Iran has insisted that the ceasefire and now the framework peace deal cover the entire regional war and thus require that Israel end its occupation of southern Lebanon. Iran's Supreme National Security Council declared Monday that under the framework deal, called a memorandum of understanding, "war and military operations on all fronts—including immediately ending the Lebanon front tonight and permanently—will conclude."
That demand stems directly from the "long-term security guarantees" Tehran has invoked across its public statements since the beginning of the conflict. For those guarantees to mean anything, Tehran needs Trump to rein in Prime Minister Benjamin Netanyahu and ensure that Israel does not launch another surprise attack against Iran. The only way Washington can demonstrate that commitment is to pressure Israel now, in Lebanon. As Trita Parsi of the Quincy Institute has argued, binding Israel to a ceasefire is a "test of America's willingness, and its ability, to restrain its closest regional ally."
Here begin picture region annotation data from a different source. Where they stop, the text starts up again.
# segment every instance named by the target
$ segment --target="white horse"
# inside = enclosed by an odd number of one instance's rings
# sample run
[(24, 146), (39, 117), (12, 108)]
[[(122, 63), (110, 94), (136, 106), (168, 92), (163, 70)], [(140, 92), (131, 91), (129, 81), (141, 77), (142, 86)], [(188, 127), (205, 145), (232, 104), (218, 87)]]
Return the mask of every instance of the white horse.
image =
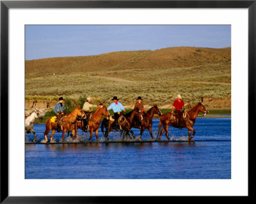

Iran is right to doubt that Washington will exert that kind of pressure over Israel. After Israel's latest bombing of Beirut's southern suburbs, Iran's Speaker of Parliament Mohammad Ghalibaf wrote that the incursion into Dahiyeh "has once again shown that America either lacks the will to fulfill its commitments or the ability to do so." Recognizing that Israel's violent quest to grab territory in Lebanon could only be accomplished with U.S. approval, Iran's leading negotiator declared that "the game of bad cop and good cop is outdated."
Up until that point, the White House had seemed to use Axios and other friendly outlets to give Iran the impression that it was pressuring Israel, even as it kept giving its protectorate in the Middle East the green light to occupy its northern neighbor. Indeed, while American audiences heard from the Axios reporter Barak Ravid that Washington was "furious" over the Lebanon strikes, Israeli audiences heard the opposite.